La Sección Tercera de la Audiencia Provincial constituida por los Ilmos. Señores que al margen se expresan, ha visto en grado de apelación las Diligencias P.A. nº 58 de 2015 procedentes del Juzgado de lo Penal Número Tres de Zaragoza, Rollo nº 1095 de 2016, seguidas por delito de Lesiones contra Carlos Ramón con N.I.E. NUM000 nacido en Guinea Ecuatorial el día NUM001 de 1978 hijo de Armando y de María Cristina y, domiciliado en Zaragoza C/. DIRECCION000 nº NUM002 NUM003 con antecedentes penales no computables en esta causa representado por el Procurador Sr. Berdejo Gracián y defendido por la Letrado Sra. Alvárez Vega y contra Melisa con N.I.E. NUM004 nacida en Guinea Ecuatorial el día NUM005 de 1990 hija de Edmundo y de Celsa y domiciliada en Zaragoza C. DIRECCION001 nº NUM006 con antecedentes penales representada por la Procuradora Sra. Sánchez del Castillo y defendida por el Letrado Sr. Palacin García-Valiño. Siendo parte acusadora Melisa y el Ministerio Fiscal y ponente en esta apelación el Ilmo. Sr. Magistrado D. MIGUEL ÁNGEL LÓPEZ y LÓPEZ DE HIERRO, que expresa el parecer del Tribunal.
Antecedentes
PRIMERO.-En los citados autos recayó sentencia con fecha 29 de junio de 2016 , cuya parte dispositiva, en lo necesario para la resolución del recurso, es del tenor literal siguiente: 'FALLO: Que debo condenar y condeno a Melisa como responsable en concepto de autora de un delito de LESIONES, concurriendo la circunstancia modificativa de la responsabilidad criminal agravante de reincidencia, a la pena deMULTA DE DIEZ MESESa razón de 6 € diarios, 1.800 € con una responsabilidad personal subsidiaria en caso de impago de cinco meses; Pago de la mitad de las costas públicas y de la totalidad de las de la acusación particular contraria, y que indemnice a Carlos Ramón en 240 € por las lesiones más en 3.200 € por las secuelas; Más los intereses legales correspondientes.
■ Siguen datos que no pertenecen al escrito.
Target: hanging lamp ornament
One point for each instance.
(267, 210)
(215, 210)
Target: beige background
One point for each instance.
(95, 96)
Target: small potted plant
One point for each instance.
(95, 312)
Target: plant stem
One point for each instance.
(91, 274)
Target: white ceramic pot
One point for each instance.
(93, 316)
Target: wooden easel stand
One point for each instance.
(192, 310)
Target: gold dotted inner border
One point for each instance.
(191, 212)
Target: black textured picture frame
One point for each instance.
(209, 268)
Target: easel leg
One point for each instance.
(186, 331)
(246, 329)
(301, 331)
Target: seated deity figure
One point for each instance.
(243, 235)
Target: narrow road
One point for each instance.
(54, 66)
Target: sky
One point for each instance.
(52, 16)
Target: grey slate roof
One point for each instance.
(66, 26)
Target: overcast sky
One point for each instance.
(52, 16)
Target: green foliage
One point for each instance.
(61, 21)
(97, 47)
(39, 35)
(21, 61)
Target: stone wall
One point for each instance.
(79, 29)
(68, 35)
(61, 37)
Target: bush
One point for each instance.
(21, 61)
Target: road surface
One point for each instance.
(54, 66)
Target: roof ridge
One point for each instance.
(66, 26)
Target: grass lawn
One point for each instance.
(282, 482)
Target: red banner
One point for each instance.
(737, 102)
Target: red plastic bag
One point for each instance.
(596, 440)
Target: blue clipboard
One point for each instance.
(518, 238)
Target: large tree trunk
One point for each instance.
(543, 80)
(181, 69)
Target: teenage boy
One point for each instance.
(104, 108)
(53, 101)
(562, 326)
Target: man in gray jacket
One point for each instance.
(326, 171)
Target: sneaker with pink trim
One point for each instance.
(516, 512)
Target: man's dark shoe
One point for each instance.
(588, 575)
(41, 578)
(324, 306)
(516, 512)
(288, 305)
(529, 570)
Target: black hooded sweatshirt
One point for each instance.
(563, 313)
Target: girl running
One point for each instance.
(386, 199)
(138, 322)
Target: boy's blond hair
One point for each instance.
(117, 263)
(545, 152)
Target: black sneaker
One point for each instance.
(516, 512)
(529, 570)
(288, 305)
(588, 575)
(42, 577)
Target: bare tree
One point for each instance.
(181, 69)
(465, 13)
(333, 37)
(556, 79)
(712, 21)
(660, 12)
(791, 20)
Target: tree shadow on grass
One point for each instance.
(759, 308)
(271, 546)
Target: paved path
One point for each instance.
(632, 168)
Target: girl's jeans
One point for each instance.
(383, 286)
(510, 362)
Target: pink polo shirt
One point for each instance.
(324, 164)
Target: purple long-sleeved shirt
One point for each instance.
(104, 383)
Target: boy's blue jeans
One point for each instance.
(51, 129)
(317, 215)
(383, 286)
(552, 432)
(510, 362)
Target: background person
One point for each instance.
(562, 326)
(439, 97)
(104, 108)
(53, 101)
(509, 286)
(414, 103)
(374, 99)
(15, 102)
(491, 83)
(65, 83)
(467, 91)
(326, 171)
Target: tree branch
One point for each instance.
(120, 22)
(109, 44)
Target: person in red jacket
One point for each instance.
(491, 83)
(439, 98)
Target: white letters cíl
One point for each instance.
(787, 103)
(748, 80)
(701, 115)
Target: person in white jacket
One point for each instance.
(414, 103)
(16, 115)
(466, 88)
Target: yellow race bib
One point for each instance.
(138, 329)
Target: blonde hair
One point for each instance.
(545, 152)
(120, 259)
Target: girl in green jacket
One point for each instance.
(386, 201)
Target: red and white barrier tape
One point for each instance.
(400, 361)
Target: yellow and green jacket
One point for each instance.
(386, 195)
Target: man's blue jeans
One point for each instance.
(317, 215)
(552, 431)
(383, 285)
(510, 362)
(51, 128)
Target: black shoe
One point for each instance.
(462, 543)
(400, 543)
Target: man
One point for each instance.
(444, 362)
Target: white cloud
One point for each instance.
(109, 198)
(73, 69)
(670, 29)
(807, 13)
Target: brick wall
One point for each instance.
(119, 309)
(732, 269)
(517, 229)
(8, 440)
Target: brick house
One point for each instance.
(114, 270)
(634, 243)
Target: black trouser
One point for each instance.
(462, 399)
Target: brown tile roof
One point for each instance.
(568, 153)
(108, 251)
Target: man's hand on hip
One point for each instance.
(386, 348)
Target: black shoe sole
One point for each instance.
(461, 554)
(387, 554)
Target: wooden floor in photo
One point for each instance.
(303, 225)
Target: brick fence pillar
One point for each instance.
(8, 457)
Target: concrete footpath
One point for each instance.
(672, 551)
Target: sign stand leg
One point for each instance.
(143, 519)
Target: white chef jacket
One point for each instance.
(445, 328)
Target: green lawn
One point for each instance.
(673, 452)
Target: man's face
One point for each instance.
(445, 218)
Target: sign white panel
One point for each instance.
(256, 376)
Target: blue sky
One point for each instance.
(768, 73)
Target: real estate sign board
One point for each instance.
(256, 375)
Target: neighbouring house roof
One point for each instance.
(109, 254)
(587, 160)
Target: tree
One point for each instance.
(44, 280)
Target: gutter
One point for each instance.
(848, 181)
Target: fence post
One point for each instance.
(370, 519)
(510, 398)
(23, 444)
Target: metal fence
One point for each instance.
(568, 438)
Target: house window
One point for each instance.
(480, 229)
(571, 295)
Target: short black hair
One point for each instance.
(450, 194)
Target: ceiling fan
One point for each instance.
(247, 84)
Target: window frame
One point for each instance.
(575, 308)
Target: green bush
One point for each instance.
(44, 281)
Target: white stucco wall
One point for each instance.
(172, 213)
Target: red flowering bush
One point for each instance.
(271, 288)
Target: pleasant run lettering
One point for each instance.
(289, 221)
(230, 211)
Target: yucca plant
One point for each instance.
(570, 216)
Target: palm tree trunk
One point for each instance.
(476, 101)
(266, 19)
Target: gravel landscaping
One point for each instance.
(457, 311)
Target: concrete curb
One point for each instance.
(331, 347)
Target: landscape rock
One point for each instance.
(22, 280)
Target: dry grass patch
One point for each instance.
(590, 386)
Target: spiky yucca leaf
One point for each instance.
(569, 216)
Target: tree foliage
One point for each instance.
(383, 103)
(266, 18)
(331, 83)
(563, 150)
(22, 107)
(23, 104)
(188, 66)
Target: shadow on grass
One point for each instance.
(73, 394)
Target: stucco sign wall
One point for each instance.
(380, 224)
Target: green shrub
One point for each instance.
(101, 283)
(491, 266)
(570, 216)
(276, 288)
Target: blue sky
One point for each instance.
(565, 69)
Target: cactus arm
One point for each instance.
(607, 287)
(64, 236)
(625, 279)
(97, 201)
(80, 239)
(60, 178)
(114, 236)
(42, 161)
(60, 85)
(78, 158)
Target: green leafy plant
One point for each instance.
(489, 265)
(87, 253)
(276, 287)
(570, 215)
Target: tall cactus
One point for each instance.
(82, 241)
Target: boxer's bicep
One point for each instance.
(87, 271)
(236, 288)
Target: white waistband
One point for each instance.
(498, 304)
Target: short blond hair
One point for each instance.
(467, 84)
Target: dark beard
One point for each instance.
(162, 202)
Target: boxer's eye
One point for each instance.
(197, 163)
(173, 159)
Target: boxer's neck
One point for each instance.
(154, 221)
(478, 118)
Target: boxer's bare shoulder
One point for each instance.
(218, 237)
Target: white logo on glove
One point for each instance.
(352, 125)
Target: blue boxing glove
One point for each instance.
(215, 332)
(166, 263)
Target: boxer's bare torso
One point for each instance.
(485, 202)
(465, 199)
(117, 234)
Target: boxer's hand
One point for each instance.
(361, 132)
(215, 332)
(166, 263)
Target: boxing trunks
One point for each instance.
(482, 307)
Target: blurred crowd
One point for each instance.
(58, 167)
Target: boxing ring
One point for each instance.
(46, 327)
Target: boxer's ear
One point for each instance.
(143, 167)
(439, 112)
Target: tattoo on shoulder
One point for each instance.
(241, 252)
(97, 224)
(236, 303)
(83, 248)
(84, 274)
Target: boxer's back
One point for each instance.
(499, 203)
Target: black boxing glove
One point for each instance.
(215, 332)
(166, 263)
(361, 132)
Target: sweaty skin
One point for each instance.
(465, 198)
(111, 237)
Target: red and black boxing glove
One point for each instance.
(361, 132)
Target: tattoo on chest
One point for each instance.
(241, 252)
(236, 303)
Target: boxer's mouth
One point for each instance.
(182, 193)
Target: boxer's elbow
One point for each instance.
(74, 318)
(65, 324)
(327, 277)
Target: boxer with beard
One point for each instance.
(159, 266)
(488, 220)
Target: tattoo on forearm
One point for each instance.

Que debo condenar y condeno a Carlos Ramón como responsable en concepto de autor de un delito de LESIONES, no concurriendo circunstancias modificativas de la responsabilidad criminal, a la pena deMULTA DE CUATRO MESESa razón de 6 € diarios, 720 €, con una responsabilidad personal subsidiaria en caso de impago de dos meses; Pago de una mitad de las costas pública y la totalidad de las de la acusación particular, y que indemnice a Melisa por las lesiones en 240 € y por las secuelas en 5.600 €; Mas los intereses legales correspondientes'.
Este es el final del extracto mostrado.